Quand on fait la politique, on vous donne des surnoms, et il vous faut toujours un surnom.
Quand vous n'en avez pas, c'est que vous ne comptez pas et l'on ne fait pas attention à vous.
Or moi, je suis heureux qu'on fasse attention à moi.
Donc voyez, on m'a appelé boulanger, ça je le sais.
Si mes adversaires estiment que je les roule dans la farine, mais tant mieux pour moi.
Parce que j'ai aussi mes rôles.
Un homme politique, son rôle c'est de rouler ses adversaires dans la farine (rire).
Partout dans le monde, les hommes politiques qui comptent ont toujours un petit surnom.
J'ai espoir que je serai malgré tout ce que les hommes politiques pensent, parce que pour faire la politique, on ne vous demande pas pardon, nous sommes tous volontaires.
Nous venons et nous vendons notre marchandise.
Chacun d'entre-nous dit qu'il est le meilleur pour diriger le pays.
Le moins qu'on puisse faire, c'est de vous donner quelques surnoms.
Donc je vous ai dit ce que j'en pense.
Je ne pense rien de mauvais, au contraire, j'estime même que ce sont des surnoms élogieux parce que quand on peut rouler dans la farine tous ces.
C'est cela aussi le métier.
Maintenant, en ce qui concerne ma rencontre avec Sarkozy à Washington ou à New York.
Mais ce n'est pas pour le voir que je suis là, ce n'est pas pour le voir que je suis venu.
Non, je veux dire qu'il ne faudrait pas qu'on personnalise les problèmes des rapports entre la France et la Côte d'Ivoire.
Ces rapports-là ont eu un grand coup de pied à cause de leurs trop grandes personnalités par le passé.
Les rapports entre deux pays sont des rapports entre deux groupes d'intérêts.
Et notre rôle à nous, c'est de faire en sorte que les intérêts de la Côte d'Ivoire et ceux de la France sur beaucoup de sujets puissent aller dans les mêmes sens, et par conséquent, il faut travailler ensemble pour que nous puissions avancer ensemble.

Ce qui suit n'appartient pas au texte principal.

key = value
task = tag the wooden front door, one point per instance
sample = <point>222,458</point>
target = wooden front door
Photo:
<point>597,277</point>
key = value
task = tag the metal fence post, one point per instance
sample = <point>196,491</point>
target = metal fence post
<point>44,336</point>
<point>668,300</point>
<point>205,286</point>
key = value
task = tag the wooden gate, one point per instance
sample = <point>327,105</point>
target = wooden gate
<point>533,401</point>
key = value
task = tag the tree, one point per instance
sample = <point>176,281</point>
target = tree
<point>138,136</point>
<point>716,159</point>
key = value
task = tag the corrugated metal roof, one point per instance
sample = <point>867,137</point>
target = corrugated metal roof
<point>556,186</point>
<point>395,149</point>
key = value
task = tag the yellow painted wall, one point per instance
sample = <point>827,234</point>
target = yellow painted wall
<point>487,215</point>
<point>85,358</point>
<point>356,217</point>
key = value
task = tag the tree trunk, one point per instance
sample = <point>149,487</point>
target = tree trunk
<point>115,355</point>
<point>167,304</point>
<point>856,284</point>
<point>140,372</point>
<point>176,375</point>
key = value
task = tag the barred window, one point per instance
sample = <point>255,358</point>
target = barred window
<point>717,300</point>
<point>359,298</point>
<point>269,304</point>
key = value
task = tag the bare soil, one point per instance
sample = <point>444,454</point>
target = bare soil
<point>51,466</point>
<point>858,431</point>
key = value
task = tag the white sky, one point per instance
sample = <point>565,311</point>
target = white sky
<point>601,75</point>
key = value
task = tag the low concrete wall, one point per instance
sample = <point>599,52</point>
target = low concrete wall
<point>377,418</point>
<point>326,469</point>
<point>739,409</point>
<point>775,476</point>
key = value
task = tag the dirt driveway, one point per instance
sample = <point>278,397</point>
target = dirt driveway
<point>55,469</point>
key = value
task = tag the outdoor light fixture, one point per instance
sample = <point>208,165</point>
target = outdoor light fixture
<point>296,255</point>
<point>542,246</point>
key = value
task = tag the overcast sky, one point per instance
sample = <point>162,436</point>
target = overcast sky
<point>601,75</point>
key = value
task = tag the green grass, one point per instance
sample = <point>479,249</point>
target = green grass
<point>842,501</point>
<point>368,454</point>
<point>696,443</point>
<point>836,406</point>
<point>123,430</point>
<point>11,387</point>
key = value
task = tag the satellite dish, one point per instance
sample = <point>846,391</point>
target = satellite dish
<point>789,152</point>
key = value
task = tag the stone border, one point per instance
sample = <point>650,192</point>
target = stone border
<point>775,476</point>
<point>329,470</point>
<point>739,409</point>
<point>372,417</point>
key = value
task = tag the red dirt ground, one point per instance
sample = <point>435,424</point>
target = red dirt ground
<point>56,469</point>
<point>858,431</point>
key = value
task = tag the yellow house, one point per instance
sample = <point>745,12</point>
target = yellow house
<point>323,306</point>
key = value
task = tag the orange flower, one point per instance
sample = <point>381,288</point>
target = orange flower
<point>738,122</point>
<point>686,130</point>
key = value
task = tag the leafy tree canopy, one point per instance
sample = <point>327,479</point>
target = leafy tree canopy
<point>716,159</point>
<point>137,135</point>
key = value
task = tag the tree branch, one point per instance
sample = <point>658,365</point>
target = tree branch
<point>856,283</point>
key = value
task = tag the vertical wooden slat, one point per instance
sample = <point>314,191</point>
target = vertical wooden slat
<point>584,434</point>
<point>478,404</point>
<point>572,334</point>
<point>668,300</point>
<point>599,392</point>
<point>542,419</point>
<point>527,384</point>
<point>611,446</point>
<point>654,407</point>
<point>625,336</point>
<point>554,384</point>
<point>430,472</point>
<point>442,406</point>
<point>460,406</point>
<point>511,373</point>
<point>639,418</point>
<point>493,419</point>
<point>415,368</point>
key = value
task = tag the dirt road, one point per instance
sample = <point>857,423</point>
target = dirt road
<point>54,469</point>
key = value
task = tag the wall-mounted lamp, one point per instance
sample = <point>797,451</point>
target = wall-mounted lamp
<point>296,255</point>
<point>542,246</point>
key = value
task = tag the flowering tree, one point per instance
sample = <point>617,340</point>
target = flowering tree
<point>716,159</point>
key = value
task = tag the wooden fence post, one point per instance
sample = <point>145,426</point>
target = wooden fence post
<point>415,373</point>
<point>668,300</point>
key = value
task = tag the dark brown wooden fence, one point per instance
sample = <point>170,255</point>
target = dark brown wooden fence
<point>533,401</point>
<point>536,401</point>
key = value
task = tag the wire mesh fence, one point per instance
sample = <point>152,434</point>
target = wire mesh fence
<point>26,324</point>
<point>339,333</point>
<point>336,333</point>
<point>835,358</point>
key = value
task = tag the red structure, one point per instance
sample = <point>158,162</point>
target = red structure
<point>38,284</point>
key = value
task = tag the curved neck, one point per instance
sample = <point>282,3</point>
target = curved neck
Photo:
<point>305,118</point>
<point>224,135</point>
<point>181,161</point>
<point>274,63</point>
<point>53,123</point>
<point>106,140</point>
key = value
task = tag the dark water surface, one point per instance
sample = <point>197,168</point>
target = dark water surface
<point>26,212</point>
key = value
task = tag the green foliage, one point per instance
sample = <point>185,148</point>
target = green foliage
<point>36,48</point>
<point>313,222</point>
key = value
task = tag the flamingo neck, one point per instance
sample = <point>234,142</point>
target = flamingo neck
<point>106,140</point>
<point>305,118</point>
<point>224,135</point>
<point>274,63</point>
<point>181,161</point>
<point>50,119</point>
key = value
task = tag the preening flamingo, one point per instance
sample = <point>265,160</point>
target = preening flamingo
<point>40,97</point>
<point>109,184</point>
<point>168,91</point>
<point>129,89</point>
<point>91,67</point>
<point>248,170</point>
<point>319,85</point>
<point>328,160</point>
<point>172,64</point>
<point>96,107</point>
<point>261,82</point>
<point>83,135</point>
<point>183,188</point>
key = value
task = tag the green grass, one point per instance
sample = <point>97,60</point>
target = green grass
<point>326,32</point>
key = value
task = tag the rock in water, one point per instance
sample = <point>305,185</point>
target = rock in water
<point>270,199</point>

Et comme, c'est la Côte d'ivoire qui est le pays le plus faible, je ferai en sorte qu'on le fasse et que nous avons tout à gagner à coopérer avec les nations plus développées, notamment avec la France avec laquelle nous avons des données historiques etc.
Mais, comprenez que dans ma tête, il y a une personnalisation extrême des rapports.
Maintenant pour répondre de façon précise à votre question, j'ai rencontré Sarkozy dans la salle de conseil de sécurité et il venait vers moi, on s'est salué, on s'est serré la main, on a échangé quelques mots mais bon c'est la politesse élémentaire entre deux chefs d'Etat qui se sont téléphonés.
Il n'y a pas de drame entre Nicolas Sarkozy et moi, il n'y pas de drame, il n'y a pas de tension, il n'y a aucun problème donc je vous dis ça pour qu'on ne dise pas mais il n'a pas répondu à la question.
Il ne faut pas que ce soit un drame, on s'est salué, dans la salle de sécurité, on a causé.
Mais je voudrais vous dire que vraiment, il faut qu'on cesse de personnaliser les rapports diplomatiques entre un pays et un autre pays.
Il faut qu'on cesse de pousser à l'extrême.
Maintenant, si au cours du travail on peut devenir amis, c'est tant mieux.
Et il est bon qu'on devienne ami.
Mais seulement il ne faut pas qu'on crée des drames, là où il n'y en a pas, il ne faut pas qu'on crée des problèmes là où il n'y en a pas, il ne faut pas qu'on crée des tensions là où il n'y en a pas.
Maintenant, je peux changer de surnom pour devenir le pâtissier parce que le pâtissier fait de bons gâteaux.